How Aggressively Is the EU Likely to Play its Cards?

Ms McGuinness and her colleagues are unlikely to deny equivalence in areas that will hurt European financial firms dependent on London based architecture, but they have already spooked investment banks and asset managers such that €1 trillion of assets have been moved from London to EU locations since 2016.

As for the vision of an EU Capital Markets Union, it is common knowledge that, like Banking Union, the main reason why progress has been slow is the failure among member states to reach agreement. There is also competition between member states for equity capital markets work, which EU authorities passionately desire to relocate from London to Europe. Because of this competition, the EU does not officially favour a single location, but names five stock exchanges – Amsterdam, Dublin, Frankfurt, Luxembourg and Paris – which they wish to win future business away from London. However, each of these have differing tax, accounting and solvency standards. Until one pre-eminent candidate emerges, it is unlikely that the EU will want to blackball the London Stock Exchange, as it did to Switzerland’s in the summer of 2019.
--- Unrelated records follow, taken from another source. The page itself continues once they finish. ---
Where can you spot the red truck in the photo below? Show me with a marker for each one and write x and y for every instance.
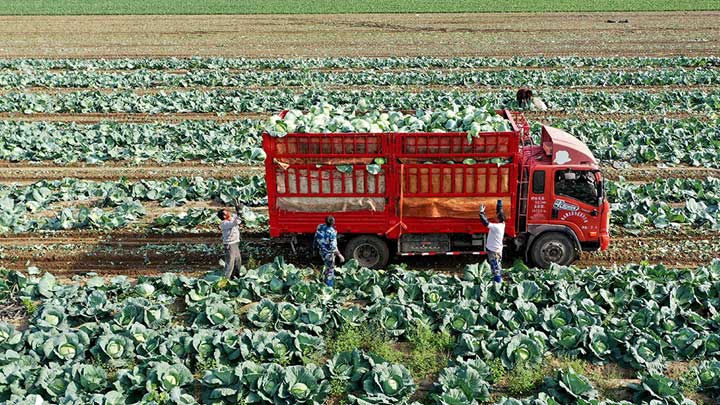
(419, 193)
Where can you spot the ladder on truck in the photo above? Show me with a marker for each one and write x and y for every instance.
(523, 192)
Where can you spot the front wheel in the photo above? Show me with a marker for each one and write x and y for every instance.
(552, 247)
(370, 251)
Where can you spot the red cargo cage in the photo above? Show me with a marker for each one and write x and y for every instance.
(425, 185)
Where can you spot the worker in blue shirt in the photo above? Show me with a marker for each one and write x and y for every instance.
(326, 242)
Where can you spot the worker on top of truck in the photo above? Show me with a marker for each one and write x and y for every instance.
(494, 244)
(230, 227)
(326, 242)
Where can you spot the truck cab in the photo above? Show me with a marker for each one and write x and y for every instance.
(567, 210)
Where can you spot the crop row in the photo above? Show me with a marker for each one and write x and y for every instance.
(634, 206)
(669, 141)
(206, 141)
(118, 204)
(144, 79)
(672, 141)
(220, 101)
(353, 63)
(263, 335)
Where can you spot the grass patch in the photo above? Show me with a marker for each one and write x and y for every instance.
(110, 7)
(430, 351)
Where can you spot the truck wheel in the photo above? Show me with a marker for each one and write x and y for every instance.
(552, 247)
(370, 251)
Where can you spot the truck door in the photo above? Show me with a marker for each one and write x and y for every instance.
(577, 200)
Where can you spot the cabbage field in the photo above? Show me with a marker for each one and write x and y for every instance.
(113, 170)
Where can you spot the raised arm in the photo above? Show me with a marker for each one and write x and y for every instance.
(483, 218)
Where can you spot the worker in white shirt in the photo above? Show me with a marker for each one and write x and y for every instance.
(494, 244)
(230, 227)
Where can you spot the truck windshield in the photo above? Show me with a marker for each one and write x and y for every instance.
(578, 184)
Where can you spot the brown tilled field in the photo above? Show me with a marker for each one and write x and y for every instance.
(360, 35)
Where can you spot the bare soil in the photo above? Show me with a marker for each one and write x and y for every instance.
(28, 172)
(371, 35)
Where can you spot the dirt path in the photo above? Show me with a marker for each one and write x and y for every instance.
(413, 88)
(26, 173)
(92, 118)
(372, 35)
(136, 253)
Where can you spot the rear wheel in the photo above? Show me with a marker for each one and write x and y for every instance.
(370, 251)
(552, 247)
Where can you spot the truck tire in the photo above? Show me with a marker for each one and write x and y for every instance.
(370, 251)
(552, 247)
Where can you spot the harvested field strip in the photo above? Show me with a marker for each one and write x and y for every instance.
(167, 7)
(462, 88)
(198, 64)
(377, 35)
(221, 101)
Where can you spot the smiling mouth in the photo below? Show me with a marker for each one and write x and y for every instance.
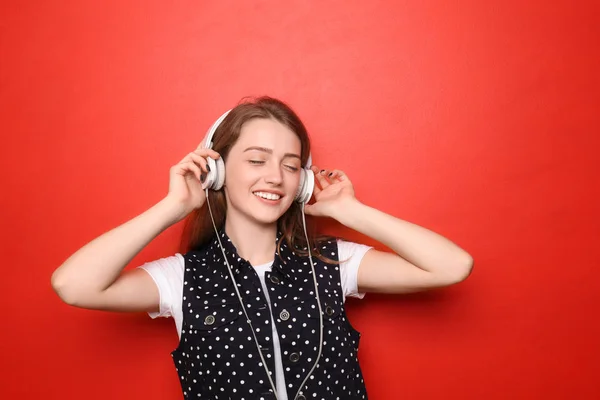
(267, 196)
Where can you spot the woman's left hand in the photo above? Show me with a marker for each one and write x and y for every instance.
(333, 191)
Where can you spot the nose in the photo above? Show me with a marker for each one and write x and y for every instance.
(274, 174)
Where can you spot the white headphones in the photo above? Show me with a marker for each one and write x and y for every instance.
(216, 176)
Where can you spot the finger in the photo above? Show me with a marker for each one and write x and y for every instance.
(198, 159)
(338, 174)
(189, 167)
(321, 177)
(203, 151)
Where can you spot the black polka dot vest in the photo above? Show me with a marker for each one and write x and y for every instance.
(217, 357)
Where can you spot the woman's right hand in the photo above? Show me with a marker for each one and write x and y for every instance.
(185, 180)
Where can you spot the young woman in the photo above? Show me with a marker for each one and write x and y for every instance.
(260, 314)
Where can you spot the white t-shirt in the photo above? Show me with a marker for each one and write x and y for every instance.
(167, 273)
(168, 276)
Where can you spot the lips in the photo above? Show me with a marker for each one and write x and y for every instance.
(268, 195)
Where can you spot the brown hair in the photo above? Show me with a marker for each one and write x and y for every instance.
(199, 230)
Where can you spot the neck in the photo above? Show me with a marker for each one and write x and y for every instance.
(254, 242)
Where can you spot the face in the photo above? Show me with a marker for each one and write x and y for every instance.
(262, 171)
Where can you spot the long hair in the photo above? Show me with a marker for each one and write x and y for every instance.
(199, 231)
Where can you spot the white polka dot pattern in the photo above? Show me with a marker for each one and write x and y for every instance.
(217, 357)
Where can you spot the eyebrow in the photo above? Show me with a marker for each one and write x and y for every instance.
(266, 150)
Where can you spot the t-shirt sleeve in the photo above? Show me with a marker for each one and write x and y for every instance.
(350, 254)
(167, 273)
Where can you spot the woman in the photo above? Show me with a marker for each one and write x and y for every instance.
(251, 322)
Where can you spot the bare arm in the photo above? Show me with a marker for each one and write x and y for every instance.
(93, 276)
(421, 259)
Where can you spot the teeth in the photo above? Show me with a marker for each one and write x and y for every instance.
(268, 196)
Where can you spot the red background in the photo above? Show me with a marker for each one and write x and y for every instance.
(476, 119)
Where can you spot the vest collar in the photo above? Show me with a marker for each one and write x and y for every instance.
(238, 263)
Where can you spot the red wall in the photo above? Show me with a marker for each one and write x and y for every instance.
(476, 119)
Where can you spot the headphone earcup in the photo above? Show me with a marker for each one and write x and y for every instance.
(216, 177)
(306, 186)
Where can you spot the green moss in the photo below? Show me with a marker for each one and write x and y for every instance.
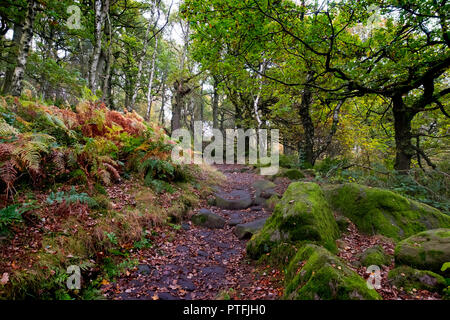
(343, 223)
(280, 255)
(426, 250)
(301, 214)
(293, 174)
(408, 278)
(379, 211)
(314, 273)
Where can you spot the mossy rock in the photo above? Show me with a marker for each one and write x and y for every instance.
(427, 250)
(409, 278)
(379, 211)
(343, 223)
(316, 274)
(375, 256)
(271, 202)
(262, 185)
(206, 218)
(301, 214)
(293, 174)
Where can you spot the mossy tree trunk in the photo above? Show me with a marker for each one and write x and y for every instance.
(402, 126)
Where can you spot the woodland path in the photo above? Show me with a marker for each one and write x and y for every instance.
(199, 263)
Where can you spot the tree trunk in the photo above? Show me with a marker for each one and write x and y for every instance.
(163, 100)
(402, 126)
(101, 9)
(12, 56)
(215, 103)
(141, 60)
(176, 107)
(306, 147)
(24, 48)
(150, 82)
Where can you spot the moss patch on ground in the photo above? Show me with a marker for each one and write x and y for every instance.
(427, 250)
(408, 278)
(375, 256)
(301, 214)
(316, 274)
(379, 211)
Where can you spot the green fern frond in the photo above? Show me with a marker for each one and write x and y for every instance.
(7, 130)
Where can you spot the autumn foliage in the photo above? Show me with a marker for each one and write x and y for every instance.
(89, 143)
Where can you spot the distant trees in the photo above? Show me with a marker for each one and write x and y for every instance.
(334, 51)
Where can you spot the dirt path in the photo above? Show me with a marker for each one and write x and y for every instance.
(200, 263)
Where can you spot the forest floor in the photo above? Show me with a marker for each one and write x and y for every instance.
(194, 262)
(199, 263)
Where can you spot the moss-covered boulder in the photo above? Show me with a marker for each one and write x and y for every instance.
(293, 174)
(316, 274)
(409, 278)
(301, 214)
(343, 223)
(375, 256)
(427, 250)
(380, 211)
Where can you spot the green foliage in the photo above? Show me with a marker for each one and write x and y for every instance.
(70, 197)
(315, 273)
(12, 214)
(380, 211)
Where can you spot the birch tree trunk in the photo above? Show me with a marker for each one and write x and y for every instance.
(142, 57)
(12, 58)
(101, 8)
(150, 82)
(24, 49)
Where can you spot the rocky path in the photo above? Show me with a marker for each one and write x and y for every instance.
(205, 261)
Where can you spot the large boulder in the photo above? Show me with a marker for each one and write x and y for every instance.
(246, 230)
(234, 200)
(206, 218)
(409, 278)
(374, 256)
(380, 211)
(293, 174)
(301, 214)
(316, 274)
(427, 250)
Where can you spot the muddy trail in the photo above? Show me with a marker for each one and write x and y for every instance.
(200, 262)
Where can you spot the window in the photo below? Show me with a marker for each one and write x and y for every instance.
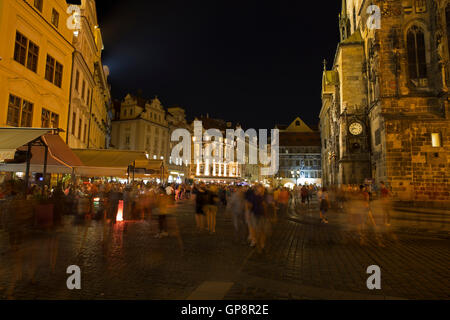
(26, 52)
(53, 71)
(49, 119)
(58, 74)
(19, 112)
(421, 6)
(20, 49)
(55, 18)
(77, 81)
(377, 137)
(45, 118)
(447, 17)
(27, 114)
(38, 4)
(436, 140)
(55, 120)
(417, 64)
(33, 54)
(83, 90)
(74, 123)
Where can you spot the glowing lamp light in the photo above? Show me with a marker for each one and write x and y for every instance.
(119, 216)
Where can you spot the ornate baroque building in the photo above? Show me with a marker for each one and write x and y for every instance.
(300, 160)
(35, 63)
(385, 110)
(141, 125)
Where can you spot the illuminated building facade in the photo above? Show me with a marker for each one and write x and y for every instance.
(90, 113)
(207, 171)
(35, 63)
(300, 158)
(385, 112)
(141, 124)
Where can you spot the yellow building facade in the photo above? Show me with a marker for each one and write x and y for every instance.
(35, 63)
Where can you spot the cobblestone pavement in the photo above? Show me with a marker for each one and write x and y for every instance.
(303, 260)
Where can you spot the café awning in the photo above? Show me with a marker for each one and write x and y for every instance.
(60, 158)
(13, 138)
(106, 162)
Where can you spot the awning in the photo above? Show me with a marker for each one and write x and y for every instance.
(60, 158)
(106, 162)
(13, 138)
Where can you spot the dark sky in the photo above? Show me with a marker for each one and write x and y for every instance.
(254, 62)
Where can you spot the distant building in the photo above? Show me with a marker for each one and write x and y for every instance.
(300, 155)
(176, 169)
(36, 62)
(141, 125)
(225, 172)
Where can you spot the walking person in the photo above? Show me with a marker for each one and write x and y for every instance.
(210, 209)
(162, 210)
(200, 202)
(236, 207)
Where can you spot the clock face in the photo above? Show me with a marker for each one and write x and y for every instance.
(355, 128)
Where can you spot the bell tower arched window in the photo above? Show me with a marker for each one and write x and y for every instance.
(417, 62)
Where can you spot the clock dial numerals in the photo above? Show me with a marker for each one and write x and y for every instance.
(355, 128)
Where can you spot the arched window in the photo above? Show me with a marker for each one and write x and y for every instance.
(417, 63)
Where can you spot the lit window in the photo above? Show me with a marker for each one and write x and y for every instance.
(55, 18)
(19, 112)
(38, 4)
(26, 52)
(53, 71)
(436, 139)
(417, 64)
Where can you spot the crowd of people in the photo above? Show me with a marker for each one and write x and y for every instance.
(254, 210)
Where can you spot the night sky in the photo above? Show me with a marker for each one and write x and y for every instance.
(258, 63)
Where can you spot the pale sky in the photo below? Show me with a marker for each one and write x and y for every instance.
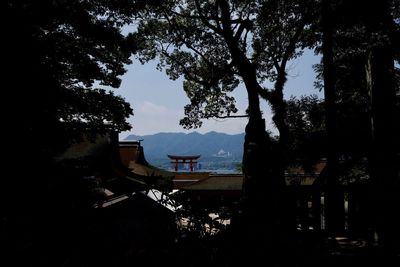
(158, 102)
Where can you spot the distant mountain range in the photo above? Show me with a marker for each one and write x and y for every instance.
(217, 150)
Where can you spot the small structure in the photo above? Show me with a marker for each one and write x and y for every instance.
(183, 159)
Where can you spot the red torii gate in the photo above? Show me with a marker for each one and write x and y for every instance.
(184, 159)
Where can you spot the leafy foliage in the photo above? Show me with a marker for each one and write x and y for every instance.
(57, 52)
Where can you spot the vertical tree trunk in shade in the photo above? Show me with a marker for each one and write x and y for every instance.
(384, 163)
(334, 199)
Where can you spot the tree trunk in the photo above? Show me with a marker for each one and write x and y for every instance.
(384, 162)
(334, 200)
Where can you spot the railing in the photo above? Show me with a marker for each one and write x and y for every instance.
(310, 206)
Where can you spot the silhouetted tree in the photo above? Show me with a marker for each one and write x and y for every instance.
(55, 55)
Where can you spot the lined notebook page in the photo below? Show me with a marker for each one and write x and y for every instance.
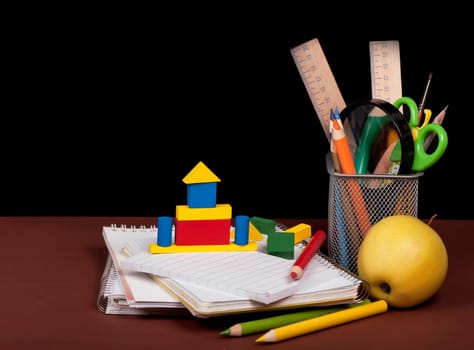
(253, 275)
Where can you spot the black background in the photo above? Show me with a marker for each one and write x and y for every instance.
(107, 109)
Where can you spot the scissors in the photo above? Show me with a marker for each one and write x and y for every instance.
(421, 159)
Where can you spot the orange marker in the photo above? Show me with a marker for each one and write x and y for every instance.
(307, 254)
(347, 165)
(342, 149)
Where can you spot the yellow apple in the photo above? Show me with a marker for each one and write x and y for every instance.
(403, 259)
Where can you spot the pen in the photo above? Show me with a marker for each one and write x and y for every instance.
(329, 320)
(332, 146)
(307, 254)
(264, 324)
(347, 165)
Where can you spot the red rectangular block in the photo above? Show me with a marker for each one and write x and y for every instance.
(202, 232)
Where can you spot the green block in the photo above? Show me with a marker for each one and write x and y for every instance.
(263, 225)
(281, 244)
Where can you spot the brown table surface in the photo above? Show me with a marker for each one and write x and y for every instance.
(51, 267)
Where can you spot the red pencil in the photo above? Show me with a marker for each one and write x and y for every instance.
(307, 254)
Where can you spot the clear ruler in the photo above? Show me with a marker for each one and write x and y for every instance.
(386, 77)
(319, 81)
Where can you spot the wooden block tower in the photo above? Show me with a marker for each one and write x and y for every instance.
(202, 224)
(202, 220)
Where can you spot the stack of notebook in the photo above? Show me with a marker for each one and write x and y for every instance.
(138, 282)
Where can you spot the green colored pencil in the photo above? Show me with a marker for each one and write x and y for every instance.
(264, 324)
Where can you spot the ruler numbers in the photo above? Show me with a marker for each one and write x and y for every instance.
(318, 80)
(385, 70)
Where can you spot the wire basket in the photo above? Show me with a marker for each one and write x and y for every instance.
(356, 202)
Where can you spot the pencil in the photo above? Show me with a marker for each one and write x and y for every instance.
(422, 104)
(318, 323)
(437, 120)
(307, 254)
(265, 324)
(342, 148)
(347, 165)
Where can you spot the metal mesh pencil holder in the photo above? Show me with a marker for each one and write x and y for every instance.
(356, 202)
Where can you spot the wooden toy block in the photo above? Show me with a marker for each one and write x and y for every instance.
(301, 232)
(202, 187)
(200, 174)
(254, 234)
(164, 231)
(201, 232)
(263, 225)
(221, 211)
(202, 195)
(281, 244)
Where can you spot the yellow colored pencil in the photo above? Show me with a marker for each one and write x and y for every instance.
(315, 324)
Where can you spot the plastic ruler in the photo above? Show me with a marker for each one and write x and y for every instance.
(320, 83)
(385, 70)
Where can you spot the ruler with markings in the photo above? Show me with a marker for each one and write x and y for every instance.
(319, 81)
(386, 77)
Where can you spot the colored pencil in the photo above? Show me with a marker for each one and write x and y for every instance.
(265, 324)
(347, 165)
(307, 254)
(318, 323)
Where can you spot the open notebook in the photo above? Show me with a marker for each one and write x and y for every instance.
(124, 291)
(324, 282)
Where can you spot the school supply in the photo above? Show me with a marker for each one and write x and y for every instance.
(323, 322)
(265, 324)
(323, 283)
(112, 299)
(125, 289)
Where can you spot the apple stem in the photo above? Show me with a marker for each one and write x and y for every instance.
(431, 220)
(385, 287)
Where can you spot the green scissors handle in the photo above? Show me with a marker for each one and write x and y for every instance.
(422, 160)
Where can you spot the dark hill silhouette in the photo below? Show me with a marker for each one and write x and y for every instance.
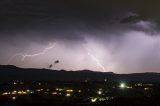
(9, 72)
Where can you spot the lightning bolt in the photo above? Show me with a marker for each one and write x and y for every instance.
(95, 59)
(24, 56)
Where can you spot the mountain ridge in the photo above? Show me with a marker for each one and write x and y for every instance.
(10, 72)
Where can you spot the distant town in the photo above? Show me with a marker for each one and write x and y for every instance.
(88, 92)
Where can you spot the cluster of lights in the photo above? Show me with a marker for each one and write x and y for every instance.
(95, 99)
(18, 92)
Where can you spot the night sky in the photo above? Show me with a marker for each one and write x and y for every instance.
(121, 36)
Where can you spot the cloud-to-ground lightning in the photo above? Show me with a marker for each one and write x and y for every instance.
(98, 63)
(24, 56)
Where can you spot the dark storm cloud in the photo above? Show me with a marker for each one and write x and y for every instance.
(116, 26)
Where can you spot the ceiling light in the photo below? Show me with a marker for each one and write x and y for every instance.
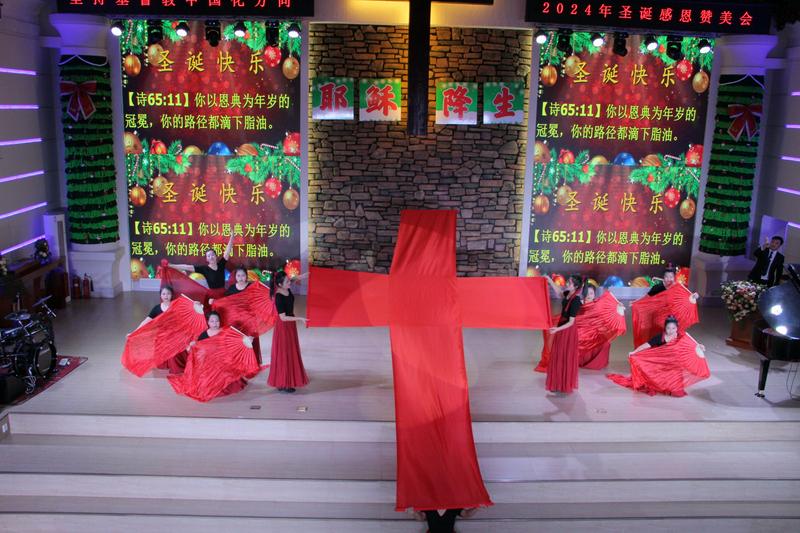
(117, 28)
(620, 44)
(212, 32)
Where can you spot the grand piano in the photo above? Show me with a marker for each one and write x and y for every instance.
(777, 336)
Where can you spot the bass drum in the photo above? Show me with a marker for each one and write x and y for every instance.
(44, 359)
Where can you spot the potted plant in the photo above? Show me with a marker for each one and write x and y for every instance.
(741, 300)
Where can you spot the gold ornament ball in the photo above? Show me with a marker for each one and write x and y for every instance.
(132, 144)
(651, 160)
(159, 186)
(290, 67)
(192, 150)
(291, 199)
(688, 208)
(562, 194)
(548, 75)
(541, 205)
(541, 154)
(700, 82)
(572, 66)
(138, 270)
(154, 54)
(247, 149)
(132, 65)
(137, 196)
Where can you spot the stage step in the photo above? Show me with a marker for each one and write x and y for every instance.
(344, 471)
(199, 496)
(506, 462)
(54, 523)
(364, 431)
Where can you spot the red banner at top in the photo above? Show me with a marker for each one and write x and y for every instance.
(658, 15)
(190, 8)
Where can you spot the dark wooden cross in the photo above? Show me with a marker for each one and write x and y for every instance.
(425, 306)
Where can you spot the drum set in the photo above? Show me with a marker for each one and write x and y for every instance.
(28, 349)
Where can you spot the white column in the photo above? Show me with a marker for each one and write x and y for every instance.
(734, 54)
(88, 35)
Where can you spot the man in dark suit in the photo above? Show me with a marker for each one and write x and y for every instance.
(769, 262)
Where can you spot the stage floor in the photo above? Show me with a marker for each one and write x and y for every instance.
(351, 377)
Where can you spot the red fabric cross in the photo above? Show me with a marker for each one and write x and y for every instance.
(425, 306)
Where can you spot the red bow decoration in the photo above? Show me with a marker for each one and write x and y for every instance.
(745, 119)
(80, 98)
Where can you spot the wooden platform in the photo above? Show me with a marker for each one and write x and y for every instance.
(105, 451)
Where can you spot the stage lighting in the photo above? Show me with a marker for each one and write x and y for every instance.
(272, 34)
(620, 44)
(155, 32)
(182, 29)
(674, 48)
(116, 28)
(212, 32)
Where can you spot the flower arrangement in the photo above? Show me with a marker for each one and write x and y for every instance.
(741, 297)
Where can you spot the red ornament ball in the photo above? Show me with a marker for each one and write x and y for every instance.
(158, 148)
(566, 157)
(291, 144)
(272, 56)
(672, 197)
(694, 155)
(292, 268)
(684, 70)
(273, 187)
(137, 196)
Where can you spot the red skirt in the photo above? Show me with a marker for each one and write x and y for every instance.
(562, 369)
(286, 368)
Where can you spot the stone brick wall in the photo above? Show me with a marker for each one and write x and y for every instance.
(362, 174)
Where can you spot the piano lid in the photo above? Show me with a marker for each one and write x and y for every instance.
(780, 306)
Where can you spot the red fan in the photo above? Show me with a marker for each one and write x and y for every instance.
(164, 337)
(666, 369)
(650, 312)
(216, 365)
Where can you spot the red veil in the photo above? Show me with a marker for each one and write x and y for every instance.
(650, 312)
(666, 369)
(183, 284)
(252, 311)
(163, 337)
(214, 364)
(598, 322)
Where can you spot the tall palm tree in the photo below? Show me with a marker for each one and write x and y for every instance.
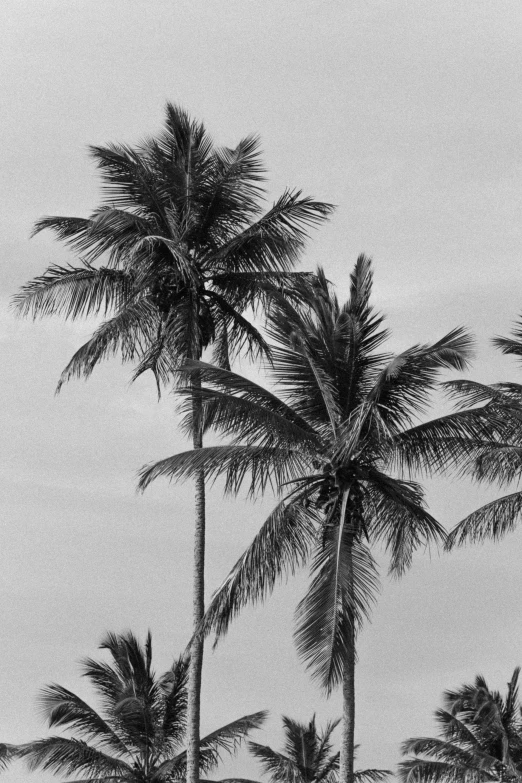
(185, 251)
(327, 444)
(308, 756)
(137, 736)
(480, 739)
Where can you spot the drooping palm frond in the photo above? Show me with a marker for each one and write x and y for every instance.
(282, 545)
(480, 738)
(264, 467)
(138, 735)
(7, 754)
(399, 518)
(63, 708)
(490, 522)
(342, 591)
(371, 775)
(279, 767)
(61, 755)
(307, 756)
(227, 739)
(73, 292)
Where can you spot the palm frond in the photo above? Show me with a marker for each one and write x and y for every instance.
(265, 466)
(398, 517)
(422, 771)
(73, 292)
(7, 754)
(282, 546)
(127, 333)
(490, 522)
(60, 755)
(227, 739)
(64, 708)
(340, 596)
(371, 775)
(279, 767)
(402, 387)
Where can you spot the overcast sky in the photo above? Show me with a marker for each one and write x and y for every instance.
(404, 113)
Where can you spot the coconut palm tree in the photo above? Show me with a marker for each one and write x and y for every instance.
(480, 739)
(177, 253)
(307, 757)
(327, 444)
(137, 735)
(7, 753)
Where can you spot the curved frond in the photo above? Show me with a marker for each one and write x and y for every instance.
(341, 594)
(61, 755)
(127, 333)
(267, 467)
(371, 775)
(280, 768)
(227, 739)
(282, 545)
(62, 707)
(398, 517)
(73, 292)
(490, 522)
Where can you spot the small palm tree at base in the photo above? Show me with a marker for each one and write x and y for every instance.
(138, 735)
(308, 756)
(480, 739)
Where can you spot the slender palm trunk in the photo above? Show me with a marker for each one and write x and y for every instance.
(198, 607)
(348, 722)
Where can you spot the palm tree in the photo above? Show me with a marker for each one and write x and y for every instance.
(186, 251)
(480, 739)
(307, 757)
(498, 461)
(137, 736)
(327, 444)
(7, 753)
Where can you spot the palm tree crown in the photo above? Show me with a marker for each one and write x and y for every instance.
(307, 757)
(480, 738)
(187, 250)
(137, 736)
(326, 444)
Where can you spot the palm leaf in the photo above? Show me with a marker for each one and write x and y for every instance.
(281, 547)
(490, 522)
(341, 594)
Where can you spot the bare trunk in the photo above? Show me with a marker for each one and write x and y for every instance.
(198, 609)
(348, 722)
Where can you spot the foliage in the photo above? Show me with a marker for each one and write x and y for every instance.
(137, 736)
(480, 738)
(307, 757)
(186, 250)
(327, 444)
(498, 461)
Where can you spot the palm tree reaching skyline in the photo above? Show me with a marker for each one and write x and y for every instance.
(187, 250)
(329, 445)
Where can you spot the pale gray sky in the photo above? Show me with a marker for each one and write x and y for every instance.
(406, 114)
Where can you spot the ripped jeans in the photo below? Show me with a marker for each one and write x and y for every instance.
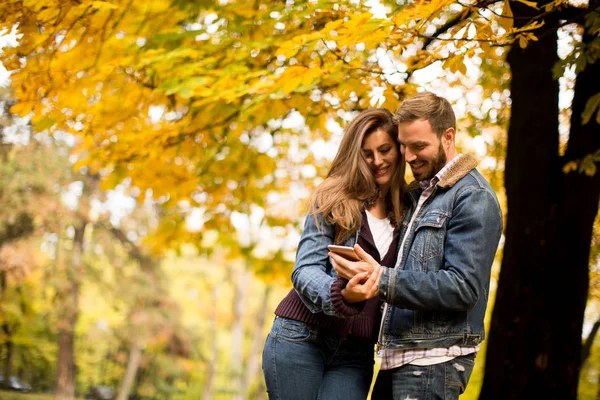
(445, 381)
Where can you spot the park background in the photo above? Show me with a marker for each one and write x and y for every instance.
(156, 157)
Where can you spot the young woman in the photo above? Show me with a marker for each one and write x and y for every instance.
(321, 342)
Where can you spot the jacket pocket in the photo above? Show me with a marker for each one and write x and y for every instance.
(428, 245)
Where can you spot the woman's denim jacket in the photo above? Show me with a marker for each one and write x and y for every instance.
(313, 272)
(437, 297)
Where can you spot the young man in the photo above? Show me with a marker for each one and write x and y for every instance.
(436, 296)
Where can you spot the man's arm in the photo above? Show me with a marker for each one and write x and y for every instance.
(472, 236)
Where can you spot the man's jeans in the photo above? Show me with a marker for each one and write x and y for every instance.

The Practical Impact, January 2021

The failure by the EU to grant equivalence has been good news for lawyers. Boilerplate documentation is being changed to reflect regulatory divergence which has already happened, to ensure that sales and trading can continue in both territories. For example, in securities financing the EU has imposed a new reporting requirement in respect of non-financial counterparties which the UK has not adopted. In securitisation transactions different due diligence requirements exist, and the two sides have not agreed on identical versions of forthcoming benchmark regulations which will become particularly relevant when the LIBOR benchmark is replaced at the end of 2021.

The present view of the main London based international law firms is that after such short term redocumentation disruption, things should settle down. But further divergences are expected soon; the UK is in the middle of a substantial “Future Regulatory Review”; whilst Europe is expected to continue to hardwire new regulations into primary legislation, the UK is expected to devolve rule making power to the regulators themselves. This difference is generally perceived as favouring London in terms of adaptability to accommodate innovation.

Conclusion

For historical reasons London has an entrenched position as a major global centre for the huge markets in foreign exchange (FX), basis swaps, FX forwards and currency interest rate swaps. The EU presently has regulatory oversight of UK clearing houses to the extent that they clear and settle euro denominated derivatives, futures and some euro shares. Euro swap transactions, importantly short term repurchase trades, must be executed in Europe. The apocalyptic future predicted by the UK Remainers, of hundreds of thousands of jobs lost, looks way off the mark; only 10,000 positions have relocated so far. It is difficult to foresee the EU relocating many, but perhaps if more EU fishing boats are boarded by Scottish maritime police the temperature might increase.

Both sides know that this is not really about regulatory standards which are heavily influenced by global standards. It is about new business opportunities from rapidly growing regions such as Asia. Clearly, London’s history, market volumes and slightly lighter touch regulation, combined with the absence of an obvious EU front runner capital city, should enable London to maintain its advantage.